Der heutige Tag startete mit viel Regen auf dem Weg zum Bus und mit dem Bus nach Livorno, wo der Bio-LK das Aquario di Livorno besichtigte.
Dort angekommen kam aber langsam die Sonne hinter den Wolken hervor – zumindest für einige Minuten, bis der Physik- und Mathe-LK am Geothermiemuseum in Lardarello eintrafen. Auf dem Weg dorthin gab es aber auch einige Blicke auf die Mittelmeerküste der Toskana.
Der Bio-LK hingegen nahm an einer zweistündigen Führung durch das Aquarium teil. Dabei lernte der Kurs sowohl die Tiere der Aquarien als auch die der angeschlossenen Terrarien kennen. Das schlechte Wetter blieb auch hier nicht unerkannt, als der Strom für ein paar Minuten ausfiel.

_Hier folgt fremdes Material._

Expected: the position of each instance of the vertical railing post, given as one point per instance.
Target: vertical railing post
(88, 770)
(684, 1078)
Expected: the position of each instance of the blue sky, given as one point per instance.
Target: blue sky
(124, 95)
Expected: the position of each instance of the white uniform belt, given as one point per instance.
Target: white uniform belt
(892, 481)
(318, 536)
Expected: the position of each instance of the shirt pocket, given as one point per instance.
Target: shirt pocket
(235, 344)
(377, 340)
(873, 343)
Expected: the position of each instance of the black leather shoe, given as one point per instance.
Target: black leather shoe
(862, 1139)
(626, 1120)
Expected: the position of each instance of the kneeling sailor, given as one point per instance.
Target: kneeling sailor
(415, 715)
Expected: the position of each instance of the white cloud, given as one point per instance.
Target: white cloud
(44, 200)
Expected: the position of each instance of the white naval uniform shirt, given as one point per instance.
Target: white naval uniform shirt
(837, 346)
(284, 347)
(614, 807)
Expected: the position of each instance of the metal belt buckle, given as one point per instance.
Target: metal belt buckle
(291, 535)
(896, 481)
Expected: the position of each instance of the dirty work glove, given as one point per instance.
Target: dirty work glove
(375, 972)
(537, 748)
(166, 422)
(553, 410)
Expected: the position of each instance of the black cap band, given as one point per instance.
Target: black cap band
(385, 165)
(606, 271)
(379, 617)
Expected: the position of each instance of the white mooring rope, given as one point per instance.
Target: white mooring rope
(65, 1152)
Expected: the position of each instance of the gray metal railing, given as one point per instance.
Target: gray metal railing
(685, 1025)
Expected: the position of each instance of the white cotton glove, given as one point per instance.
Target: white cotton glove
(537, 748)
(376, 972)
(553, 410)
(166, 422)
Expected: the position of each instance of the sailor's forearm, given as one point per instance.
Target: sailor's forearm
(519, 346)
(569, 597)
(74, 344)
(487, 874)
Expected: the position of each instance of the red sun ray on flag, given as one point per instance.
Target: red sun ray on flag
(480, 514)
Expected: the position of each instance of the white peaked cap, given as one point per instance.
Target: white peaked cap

Ein Höhepunkt des Besuches war die Möglichkeit, Rochen zu berühren.
Nach dem Besuch hatte der Kurs noch etwas Freizeit in Livorno, die neben Supermarkt- und Restaurantbesuchen auch genutzt wurde, um dem Meer etwas näher zu kommen.
Währenddessen befanden sich die beiden anderen Leistungskurse in Lardarello, einer Geothermieregion, die nach ihrem ersten Unternehmenschef benannt wurde.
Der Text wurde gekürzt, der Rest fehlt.